Why the Public Data Explorer?
Following on the heels of efforts in the US and UK to get public data online and mined in an infinite variation of ways, Google Labs has now launched the Public Data Explorer. According to Google, this project "makes large datasets easy to explore, visualize and communicate."
As far as brand new ideas and technologies go, this one's a bit of an also-ran (and is built on tech that Google acquired in 2007). Everyone and their brother is going after the issue of making sense out of massive public datasets right now. Why now? Because we finally have two critical pieces of the puzzle:
- The raw computing power to handle extremely large public datasets
- The in-development protocols for the semantic web, which make it possible to break these datasets down into context that computers can make sense of
So No Big Deal?
Well, don't be so fast to judge. The issue of visualizing and exploring large public datasets is a young field with plenty of room for advancements. A lot of the charts today's tools generate are complex and incomprehensible to the average person, though they're exciting as far as the bleeding edge of technology.
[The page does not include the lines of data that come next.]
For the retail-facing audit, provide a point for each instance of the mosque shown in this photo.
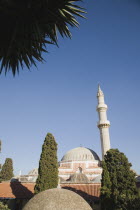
(82, 160)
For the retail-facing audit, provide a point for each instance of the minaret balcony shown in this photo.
(103, 124)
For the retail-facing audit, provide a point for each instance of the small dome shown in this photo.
(97, 179)
(58, 199)
(80, 153)
(33, 172)
(78, 178)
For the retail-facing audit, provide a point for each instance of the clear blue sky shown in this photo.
(60, 96)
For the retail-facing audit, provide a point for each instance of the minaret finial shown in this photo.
(100, 92)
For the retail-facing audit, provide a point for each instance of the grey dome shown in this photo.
(78, 178)
(57, 199)
(80, 153)
(97, 179)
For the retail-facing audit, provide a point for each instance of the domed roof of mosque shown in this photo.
(33, 172)
(78, 178)
(45, 200)
(80, 153)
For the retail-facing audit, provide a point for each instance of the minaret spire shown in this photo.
(103, 123)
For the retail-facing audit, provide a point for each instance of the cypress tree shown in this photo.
(122, 178)
(105, 190)
(7, 170)
(48, 165)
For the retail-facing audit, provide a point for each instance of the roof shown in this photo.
(97, 179)
(16, 190)
(64, 199)
(80, 153)
(77, 178)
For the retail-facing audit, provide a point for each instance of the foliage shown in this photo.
(3, 207)
(28, 26)
(7, 170)
(118, 184)
(134, 204)
(48, 165)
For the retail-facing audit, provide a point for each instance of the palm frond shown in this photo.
(28, 26)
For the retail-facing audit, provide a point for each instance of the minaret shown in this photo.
(103, 123)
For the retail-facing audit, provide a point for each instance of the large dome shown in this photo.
(80, 153)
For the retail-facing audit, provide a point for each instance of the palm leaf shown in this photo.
(27, 27)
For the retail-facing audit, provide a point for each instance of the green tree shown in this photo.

There's plenty of room to innovate in this space, and in ways no one has thought of yet. So an organization with the size and collective mind-power of Google has a shot at making leaps that could amaze us all. Or not. It's all in the implementation.
Exploring the Explorer
Right now, you can go to the Google Public Data Explorer page and choose one of about a dozen datasets that Google's currently using for this project (they're looking for more, go here to suggest additional public datasets). Click on the data that you want to explore and you'll go to the default visualization for that data:
The Google Public Data Explorer's view on the World Bank's data on World Development Indicators.
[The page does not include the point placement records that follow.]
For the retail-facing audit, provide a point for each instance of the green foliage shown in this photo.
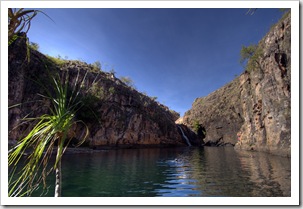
(97, 91)
(34, 46)
(50, 129)
(57, 60)
(112, 71)
(19, 20)
(111, 90)
(127, 80)
(249, 57)
(154, 98)
(97, 66)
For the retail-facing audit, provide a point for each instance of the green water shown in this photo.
(188, 171)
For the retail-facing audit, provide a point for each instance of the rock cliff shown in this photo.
(252, 112)
(116, 114)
In the case of the World Bank's data on World Development Indicators, I'll narrow the countries down to compare information from Australia, Belgium, Canada and Hungary by clicking the appropriate country boxes on the left. Then I might change the Y axis to show the percentage of the total number of births in those countries attended by skilled health staff on a linear scale, and leave the X axis to show the life expectancy at birth.
The Google Public Data Explorer's view focusing on births attended by skilled health staff.
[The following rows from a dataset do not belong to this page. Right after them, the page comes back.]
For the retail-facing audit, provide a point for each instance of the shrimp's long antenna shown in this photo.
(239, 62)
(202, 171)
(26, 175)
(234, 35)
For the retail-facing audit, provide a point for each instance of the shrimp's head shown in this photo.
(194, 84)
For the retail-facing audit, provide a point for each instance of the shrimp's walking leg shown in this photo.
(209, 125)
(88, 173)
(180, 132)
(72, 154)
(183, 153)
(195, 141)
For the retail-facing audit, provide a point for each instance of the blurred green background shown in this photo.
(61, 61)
When I hit the play button, I can watch the life expectancies of my selected groups change from 1987 through 2006, and how they slowly rise (pushing right along the X axis) over the years. Clicking graph type indicators lets me choose what type of graph (scatter, line, etc) I'm dealing with. If I hover over a data point in the scatter graph it tells me what country it's associated with.
The really exciting moment will be when one of these projects produces graphs that are easily read at a glance without needing heavy interpretation. But given how young the field is at this point, people with the knowledge to interpret the results themselves can certainly get immediate benefit. It just doesn't matter yet which of the tools they really choose. No one's broken ahead of the pack so far.
What do you think? Am I getting too jaded? Or is the Google Public Data Explorer the best thing since sliced bread?